Indents are not important for parsing ECMAscript programs, and the presence or absence of line breaks plays. Thus, any source code processor in javascript can cut leading spaces (except for string constants!) Without affecting the semantics of the program, but line breaks cannot be arbitrarily cut or replaced with spaces or semicolons. The minifiers that change the semantics of valid programs are a bad, bad minifiers, and the only way is to write a complete and correct parser.

Line breaks after return, break, continue, and before ++ and - affect parsing. Since only these generations are limited, spaces and line breaks can be freely used elsewhere to improve the readability of the program. In particular, logical, arithmetic, lowercase concatenation operators, a triple (or conditional) operator, member access using a dot or brackets, function calls, while loops, for loops, switcher statements, and other control structures can be written with line breaks anywhere.

The specification reads as follows:

Practical advice for ECMAScript programmers: the postfix operators "++" and "-" should be on the same line with their operand. An expression in a return or throw statement must begin on the same line as the return or throw token. The identifier in the break or continue statement must be on the same line as the break or continue token.

The most frequent error of a programmer with limited generations is to put the return value on the line after the return token, especially if a large object or an array literal or a multi-line constant is returned. Errors with postfix operators, and operators break, continue, throw are rare in practice, due to the fact that such a string split looks unnatural for most programmers.

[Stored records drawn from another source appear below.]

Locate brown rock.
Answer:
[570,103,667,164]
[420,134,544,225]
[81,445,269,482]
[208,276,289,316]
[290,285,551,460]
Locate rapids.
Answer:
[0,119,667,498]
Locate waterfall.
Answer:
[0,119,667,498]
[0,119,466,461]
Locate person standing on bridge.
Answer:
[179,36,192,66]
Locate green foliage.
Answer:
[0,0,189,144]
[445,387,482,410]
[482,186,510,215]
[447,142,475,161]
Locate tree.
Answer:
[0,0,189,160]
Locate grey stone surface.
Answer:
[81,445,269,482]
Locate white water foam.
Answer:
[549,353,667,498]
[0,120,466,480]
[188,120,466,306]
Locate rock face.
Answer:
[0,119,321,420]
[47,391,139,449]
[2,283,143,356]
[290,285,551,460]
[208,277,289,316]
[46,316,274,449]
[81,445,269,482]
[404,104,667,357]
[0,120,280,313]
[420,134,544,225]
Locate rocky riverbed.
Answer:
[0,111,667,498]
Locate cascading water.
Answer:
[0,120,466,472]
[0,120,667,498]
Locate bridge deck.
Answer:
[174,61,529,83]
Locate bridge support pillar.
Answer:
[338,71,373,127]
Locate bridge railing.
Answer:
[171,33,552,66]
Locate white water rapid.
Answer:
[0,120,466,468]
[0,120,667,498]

Last subtlety avtostavki ";" derives from the first rule, which requires that the program contain an invalid token to insert ";". If you omit the optional ";", remember that there are non-optional ones that cannot be skipped. This rule allows you to stretch statements on several lines:

 return obj.method ('abc')
           .method ('xyz')
           .method ('pqr')
 
 return "long string \ n"
      + "stretched \ n"
      + "a few"
 
 totalArea = rect_a.height * rect_a.width
           + rect_b.height * rect_b.width
           + circ.radius * circ.radius * Math.PI

The rule concerns only the first token in the string. If this token can be parsed as part of an operator, then the operator continues (even if the parsing fails further). If the first token cannot be continued by the operator, the next one begins (in this place the specification says “inserted”; "").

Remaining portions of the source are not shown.